Tax circular on angel funding doesn’t help much and, in any case, only applies where tax orders not passed.
When over a third of India’s 39,000 startups have received a notice from the taxman – according to iSPIRT, a think tank for the software products industry – asking them to pay taxes on the angel investment they have received, it is obvious there is a serious problem. More so given the fact that the government takes startups seriously and even has a Startup India policy to encourage startups and also a fund dedicated to them; that the fund hasn’t really taken off, though, is a testimony to how long it takes for government intent to translate into action.
These startups, according to Inc42 – a media platform dedicated to the startup ecosystem – have got a total funding of $38.5bn since January 2014 and are, today, valued at around $130bn, making it clear that the value they are creating is quite large; that, in turn, reflects the investors’ view that these startups are going to disrupt various markets with the new solutions they offer.
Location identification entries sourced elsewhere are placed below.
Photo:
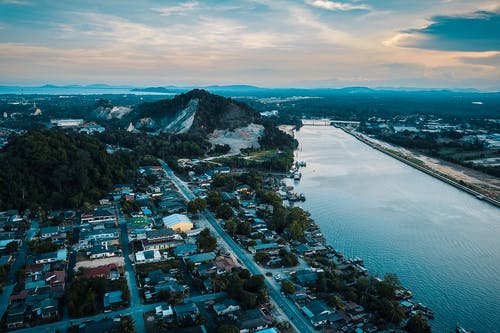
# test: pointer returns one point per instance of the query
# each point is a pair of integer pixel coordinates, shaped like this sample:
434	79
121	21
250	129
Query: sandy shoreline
482	183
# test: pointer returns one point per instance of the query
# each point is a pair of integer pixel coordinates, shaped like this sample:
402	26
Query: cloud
337	6
476	32
488	60
15	2
179	9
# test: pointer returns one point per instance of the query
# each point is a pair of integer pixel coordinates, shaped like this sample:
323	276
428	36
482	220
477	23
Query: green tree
296	230
224	211
228	328
214	200
206	242
418	324
11	247
288	287
261	257
196	206
243	228
230	227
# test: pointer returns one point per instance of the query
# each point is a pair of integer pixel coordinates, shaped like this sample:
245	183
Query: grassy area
264	154
144	269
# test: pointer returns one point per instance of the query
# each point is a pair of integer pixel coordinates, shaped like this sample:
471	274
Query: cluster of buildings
78	124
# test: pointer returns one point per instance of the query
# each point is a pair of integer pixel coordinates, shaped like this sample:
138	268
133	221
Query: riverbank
418	164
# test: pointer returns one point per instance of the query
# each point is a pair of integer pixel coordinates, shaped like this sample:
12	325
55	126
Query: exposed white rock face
116	112
183	120
239	138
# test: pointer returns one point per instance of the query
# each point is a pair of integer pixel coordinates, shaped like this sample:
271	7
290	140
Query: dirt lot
489	184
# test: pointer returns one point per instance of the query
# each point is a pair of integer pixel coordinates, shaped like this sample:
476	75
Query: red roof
99	271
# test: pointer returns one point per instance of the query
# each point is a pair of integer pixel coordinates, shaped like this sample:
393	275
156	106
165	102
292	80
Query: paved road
135	301
19	262
284	305
135	311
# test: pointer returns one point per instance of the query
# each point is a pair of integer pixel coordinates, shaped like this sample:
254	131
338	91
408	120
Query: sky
267	43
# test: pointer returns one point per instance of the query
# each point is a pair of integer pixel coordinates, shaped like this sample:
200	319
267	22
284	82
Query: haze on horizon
269	43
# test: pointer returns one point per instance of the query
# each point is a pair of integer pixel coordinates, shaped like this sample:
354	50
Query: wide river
443	244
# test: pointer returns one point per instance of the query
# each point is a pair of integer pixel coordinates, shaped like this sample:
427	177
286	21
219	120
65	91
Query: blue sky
270	43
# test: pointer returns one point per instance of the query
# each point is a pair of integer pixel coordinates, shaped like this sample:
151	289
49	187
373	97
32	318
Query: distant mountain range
233	89
195	111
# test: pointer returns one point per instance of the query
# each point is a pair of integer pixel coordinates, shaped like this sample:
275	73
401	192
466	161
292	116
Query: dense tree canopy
54	169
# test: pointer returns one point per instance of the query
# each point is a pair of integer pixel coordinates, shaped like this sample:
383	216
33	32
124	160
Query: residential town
152	257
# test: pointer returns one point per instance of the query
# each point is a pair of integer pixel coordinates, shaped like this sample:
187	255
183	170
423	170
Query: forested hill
196	111
56	170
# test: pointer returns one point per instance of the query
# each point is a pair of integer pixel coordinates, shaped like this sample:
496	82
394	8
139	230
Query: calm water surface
443	244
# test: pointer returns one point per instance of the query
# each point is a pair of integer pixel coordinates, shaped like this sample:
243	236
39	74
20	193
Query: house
306	277
49	232
263	247
225	265
252	320
48	309
100	215
4	242
200	257
164	311
59	255
109	271
158	276
101	251
178	222
227	306
222	169
147	256
5	260
161	239
319	313
184	250
16	315
186	310
172	287
55	278
113	299
99	235
304	249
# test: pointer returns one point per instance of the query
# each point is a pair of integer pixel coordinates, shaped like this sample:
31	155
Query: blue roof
183	248
201	257
267	246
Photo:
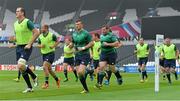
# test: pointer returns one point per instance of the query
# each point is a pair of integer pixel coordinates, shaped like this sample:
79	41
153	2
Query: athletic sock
169	77
101	76
31	73
145	74
109	73
47	80
19	74
83	82
26	78
117	74
75	73
91	73
65	74
175	74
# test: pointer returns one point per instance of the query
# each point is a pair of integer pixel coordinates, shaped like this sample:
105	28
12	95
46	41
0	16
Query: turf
130	90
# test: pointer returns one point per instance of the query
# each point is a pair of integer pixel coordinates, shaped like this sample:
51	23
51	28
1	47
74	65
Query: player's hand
105	44
81	48
41	46
11	46
28	46
12	38
51	47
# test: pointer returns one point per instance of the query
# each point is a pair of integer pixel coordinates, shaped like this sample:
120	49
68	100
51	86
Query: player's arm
148	50
177	52
135	50
56	42
91	52
12	45
89	45
39	44
12	38
115	42
35	31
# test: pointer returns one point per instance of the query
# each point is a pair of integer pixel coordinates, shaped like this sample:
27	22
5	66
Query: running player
25	35
69	58
47	42
142	50
161	61
170	53
108	55
82	42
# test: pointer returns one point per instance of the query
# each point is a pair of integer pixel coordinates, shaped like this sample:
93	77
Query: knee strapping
22	61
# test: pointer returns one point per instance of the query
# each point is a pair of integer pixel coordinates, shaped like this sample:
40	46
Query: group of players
167	61
80	50
77	51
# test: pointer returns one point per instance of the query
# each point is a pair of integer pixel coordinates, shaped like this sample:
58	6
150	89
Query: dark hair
107	27
22	10
46	26
78	20
97	35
While, in principle, investments received by companies are not taxed, in the case of angel investors – their investment in startups is likely to be around $5-6bn so far – the taxman has apprehensions that this may be black money being routed into startups as a way to launder it; investments made by Sebi-registered funds, for this reason, are not taxed.
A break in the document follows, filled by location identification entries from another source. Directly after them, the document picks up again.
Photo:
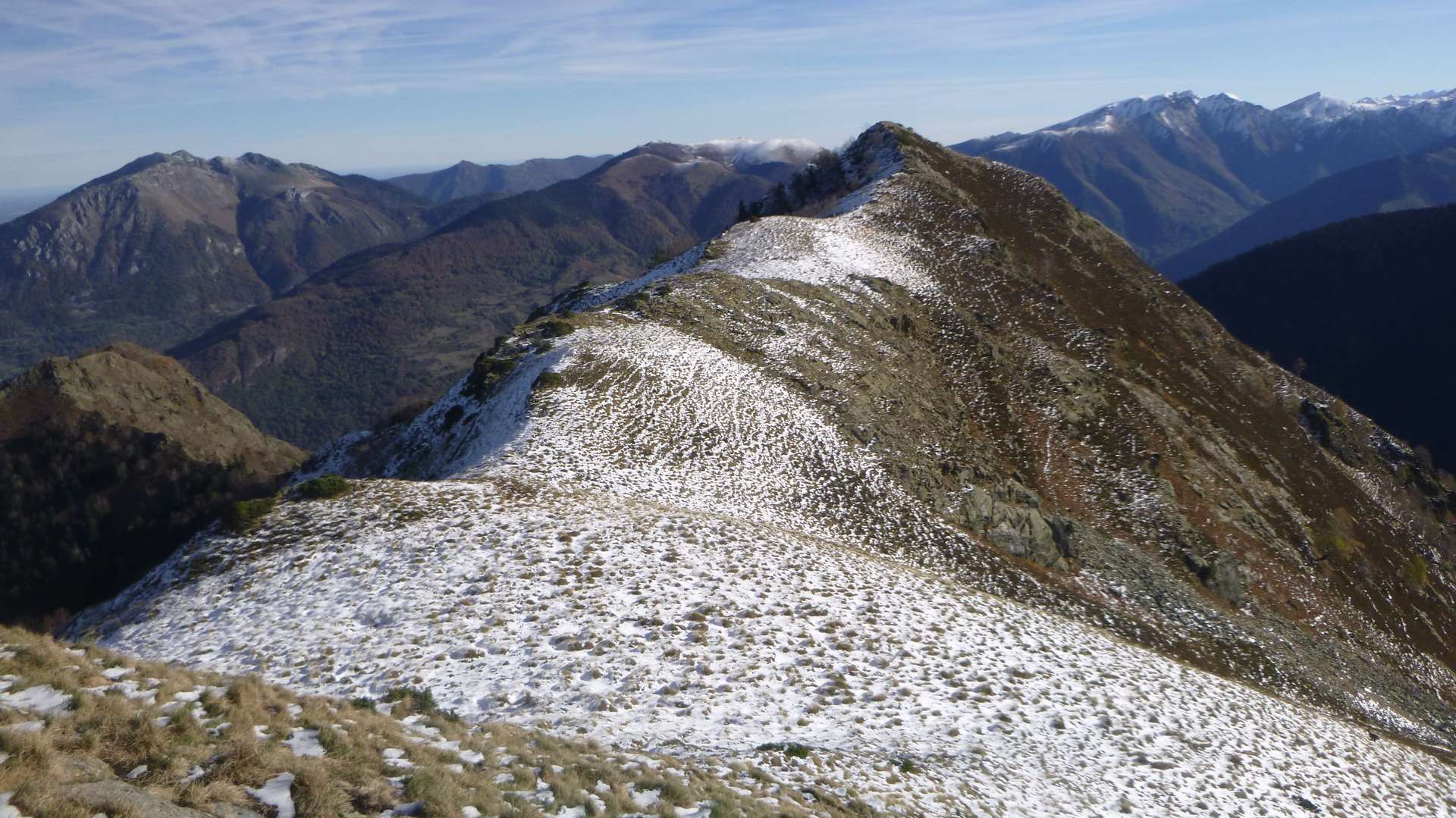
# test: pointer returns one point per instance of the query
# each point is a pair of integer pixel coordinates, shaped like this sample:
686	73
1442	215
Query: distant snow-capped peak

The argument never made sense since, once the money comes in through a bank – no startups are accepting large sums in cash – the money is traceable with the PAN and other such details available; indeed, startups could be asked to put down the PAN number of investors. To the extent the money is sought to be laundered, this can only be done if the startup gives most of this back to various front firms of the investor; since all of this will be by cheque, this too is easily traceable.
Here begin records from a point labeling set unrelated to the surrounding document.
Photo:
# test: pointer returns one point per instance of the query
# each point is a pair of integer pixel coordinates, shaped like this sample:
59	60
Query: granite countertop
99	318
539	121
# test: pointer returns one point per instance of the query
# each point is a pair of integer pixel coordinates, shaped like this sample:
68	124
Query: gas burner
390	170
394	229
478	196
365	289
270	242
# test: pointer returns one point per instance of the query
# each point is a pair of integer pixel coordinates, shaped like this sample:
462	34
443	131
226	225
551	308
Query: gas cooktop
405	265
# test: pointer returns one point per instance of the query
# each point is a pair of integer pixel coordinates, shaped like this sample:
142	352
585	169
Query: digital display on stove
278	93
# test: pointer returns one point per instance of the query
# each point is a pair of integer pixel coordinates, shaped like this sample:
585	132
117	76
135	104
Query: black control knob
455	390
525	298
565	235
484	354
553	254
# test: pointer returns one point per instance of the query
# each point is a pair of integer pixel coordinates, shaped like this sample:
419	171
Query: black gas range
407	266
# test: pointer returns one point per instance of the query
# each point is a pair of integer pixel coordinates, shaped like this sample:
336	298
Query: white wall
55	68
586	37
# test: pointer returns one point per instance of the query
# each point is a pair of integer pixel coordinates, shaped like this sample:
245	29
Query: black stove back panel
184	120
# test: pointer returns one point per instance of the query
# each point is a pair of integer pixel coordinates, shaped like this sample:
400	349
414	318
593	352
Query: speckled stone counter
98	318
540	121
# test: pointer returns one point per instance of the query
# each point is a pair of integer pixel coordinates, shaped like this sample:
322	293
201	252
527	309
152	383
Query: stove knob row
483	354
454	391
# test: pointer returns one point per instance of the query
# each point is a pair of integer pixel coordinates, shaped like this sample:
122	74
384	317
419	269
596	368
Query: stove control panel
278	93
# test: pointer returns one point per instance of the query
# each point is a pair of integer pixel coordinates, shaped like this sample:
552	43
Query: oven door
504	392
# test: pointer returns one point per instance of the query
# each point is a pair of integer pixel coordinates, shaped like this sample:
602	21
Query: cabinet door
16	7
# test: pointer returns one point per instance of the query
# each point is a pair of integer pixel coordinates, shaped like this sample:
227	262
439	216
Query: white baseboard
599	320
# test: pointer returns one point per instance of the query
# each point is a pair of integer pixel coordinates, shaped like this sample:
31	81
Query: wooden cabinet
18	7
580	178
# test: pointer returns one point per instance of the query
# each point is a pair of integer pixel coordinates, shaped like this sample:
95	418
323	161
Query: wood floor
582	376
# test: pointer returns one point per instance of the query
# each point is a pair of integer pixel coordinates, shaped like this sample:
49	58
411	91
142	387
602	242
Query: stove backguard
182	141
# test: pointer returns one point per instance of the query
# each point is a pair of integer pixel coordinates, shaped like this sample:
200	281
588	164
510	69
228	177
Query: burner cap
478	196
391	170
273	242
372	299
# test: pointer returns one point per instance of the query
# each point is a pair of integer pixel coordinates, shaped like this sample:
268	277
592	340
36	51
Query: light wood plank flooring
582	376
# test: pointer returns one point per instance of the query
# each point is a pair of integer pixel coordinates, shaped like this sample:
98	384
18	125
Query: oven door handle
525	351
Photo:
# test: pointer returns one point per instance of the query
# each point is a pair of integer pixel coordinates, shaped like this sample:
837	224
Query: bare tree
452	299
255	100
Despite this, however, since the tax notices were sent out, once the industry raised the issue forcefully, the government said it would set up a panel of IIT/IIM experts on the matter and, on Wednesday, clarifications were issued by the taxman – no tax would be levied on startups with a capital of less than Rs 10 crore or provided the investor had an income of over Rs 50 lakh and a net worth of more than Rs 2 crore.
This is a step in the right direction, but a grudging one. Why should a startup pay taxes if it gets more than Rs 10 crore in angel investment, and will this apply to just the amount over Rs 10 crore or to the total? And since at least a fifth of all angel funding is from friends and family, the Rs 50 lakh/Rs 2 crore criterion is a stiff one; worse, each time an investment is made by someone who is not registered with Sebi, the investor has to apply for an exemption for the firm he/she is investing in.
Theoretically, all investors – including corporates, since the tax exemption doesn’t apply to them if they are investing directly – can register with Sebi to solve the problem, but the idea is to make investment simple, not tough. Most interestingly, while the idea behind the clarification was to provide relief to the startup industry, the circular is clear that this doesn’t apply if the taxman has already passed an order. If the government truly wants to help startups it needs to do a lot more, not in terms of giving them money, but in terms of getting out of the way.